I would have been perfectly happy to just run this whole thing on EB/heroku/lambda/whatever but the application was doing low level tcp socket stuff, not http, and almost every PaaS these days wants you to speak http.
True. I certainly admit that I don't know the code well enough to know exactly which lines or files are critical and which aren't, but I think it's getting into the weeds to nitpick the specifics too much (for example, I would argue that while it's probably good to exclude generated files, you shouldn't exclude the tests from the line count since they require real human time to maintain).

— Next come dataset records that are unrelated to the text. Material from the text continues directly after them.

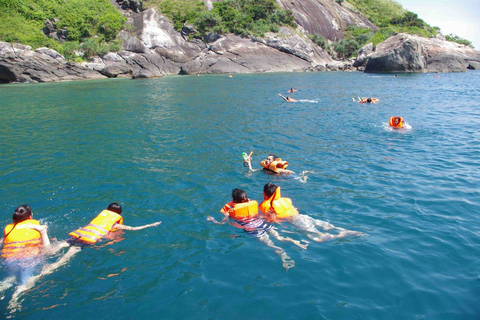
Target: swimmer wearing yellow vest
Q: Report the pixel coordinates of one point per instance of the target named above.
(396, 122)
(279, 209)
(107, 221)
(272, 165)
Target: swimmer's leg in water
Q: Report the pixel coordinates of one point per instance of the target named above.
(277, 236)
(47, 269)
(287, 264)
(322, 237)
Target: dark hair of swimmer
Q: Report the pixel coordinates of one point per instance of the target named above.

The point is that thousands of lines of unique, application-specific code are required to create an "operator" that runs Prometheus within k8s. This is not what most people think of when someone says "a method for packaging".
> What is disingenuous is to call the prometheus operator, that deploys an entire monitoring stack a "normal application"
While Prometheus is certainly a big system in its own right, I don't think that necessarily makes it a bad representative. Many people are planning to port their own complicated systems to Kubernetes.
> Or, people want to use k8s so they can run entire clusters of machines as a single consistent system and take advantage of things like rolling deployments and self healing applications.
It's hard to talk about this because there is so much wrapped up into the gob that is k8s, and of course not all of it is bad. But we've had "rolling deployments" and "self-healing applications" before, without having to write 10k+ lines of code to manage the platform deployment. These aren't a new thing to k8s.
k8s provides a platform that gives a nomenclature to them, but it's not always clear that there is a benefit to running on that platform v. running more traditional setups, especially when you consider that you still have to configure and code your (k8s-internal) load balancers, web servers, and applications to handle these things.
There's no free lunch. Kubernetes is a container orchestrator. It automates system-level commands like "docker run ..." and provides a (mostly redundant) fabric for those containers to feed into. That's great and there are some people who really need that, but far too many people read comments like yours and interpret it to mean "If I use Kubernetes I will have self-healing applications". It doesn't work that way.